Steven WILSON
Alors que le conflit entre l'Iran, Israël et les États-Unis entre dans sa quatrième semaine en ce mois de mars 2026, l'Afrique subit les contrecoups d'une guerre qui redessine les équilibres mondiaux. Entre flambée des prix de l'énergie et menaces sur la sécurité alimentaire, le continent tente de naviguer en eaux troubles.
Le premier impact, le plus immédiat, se lit sur les tableaux d'affichage des stations-service. Depuis le début de l'offensive le 28 février, les cours du pétrole ont bondi de près de 50 %, frôlant les 120 dollars le baril. Cette situation crée un paradoxe africain : si les pays producteurs comme le Nigeria, l'Angola ou la Libye voient leurs recettes d'exportation augmenter, ce gain est rapidement annulé par l'importation massive de produits raffinés de plus en plus coûteux.
Pour les pays non producteurs, la situation est critique. Au Sénégal, au Kenya et en Côte d'Ivoire, les tarifs des transports ont déjà augmenté de près de 30 %. Cette hausse de l'énergie alimente une inflation galopante qui touche les produits de première nécessité, érodant brutalement le pouvoir d'achat des ménages.
Des routes maritimes et des chaînes d'approvisionnement perturbées
La menace pesant sur le détroit d'Ormuz - par où transite environ 20 % du pétrole mondial - a forcé de nombreux navires à se dérouter par le Cap de Bonne-Espérance. Ce détour rallonge les délais de livraison et fait exploser les coûts du fret maritime. L'Afrique du Sud, bien que géographiquement éloignée du conflit, voit ses infrastructures portuaires saturées par ce nouveau flux de trafic mondial.
L'agriculture africaine est également menacée. Le conflit perturbe l'acheminement des fertilisants et des intrants agricoles, dont une partie transite par les routes sensibles du Golfe.
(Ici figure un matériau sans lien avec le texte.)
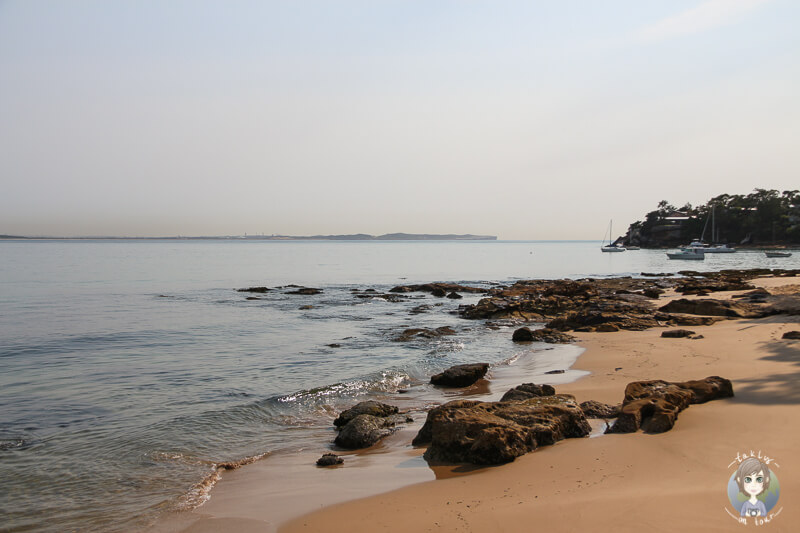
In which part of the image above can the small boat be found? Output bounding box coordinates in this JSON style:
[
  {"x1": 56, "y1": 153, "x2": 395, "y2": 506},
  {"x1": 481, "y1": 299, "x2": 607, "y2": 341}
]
[
  {"x1": 667, "y1": 248, "x2": 706, "y2": 260},
  {"x1": 600, "y1": 220, "x2": 626, "y2": 252}
]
À cela s'ajoute l'inquiétude pour les milliers de ressortissants africains travaillant dans les pays du Golfe (Émirats, Qatar, Arabie Saoudite), dont les transferts de fonds vers leurs familles restées au pays représentent un pilier économique désormais vulnérable.
Une diplomatie sur le fil du rasoir
Sur le plan géopolitique, l'Union Africaine (UA) et la CEDEAO ont multiplié les appels à la "retenue maximale". Les positions divergent toutefois : L'Afrique du Sud, fidèle à sa ligne au sein des BRICS, condamne les frappes et appelle à une désescalade urgente. Le Maroc et l'Égypte surveillent de près la sécurité de leurs espaces aériens et la protection de leurs ressortissants, tout en craignant une déstabilisation régionale qui s'étendrait à l'Afrique du Nord. Djibouti et la Somalie se retrouvent dans une position délicate, hébergeant des bases militaires étrangères qui pourraient devenir des cibles collatérales de représailles.
Pour les experts, ce conflit illustre la fragilité des économies africaines face aux chocs exogènes. Si la guerre devait se prolonger, elle pourrait forcer le continent à accélérer sa propre transition énergétique et à renforcer ses circuits commerciaux internes pour moins dépendre d'un Moyen-Orient en flammes.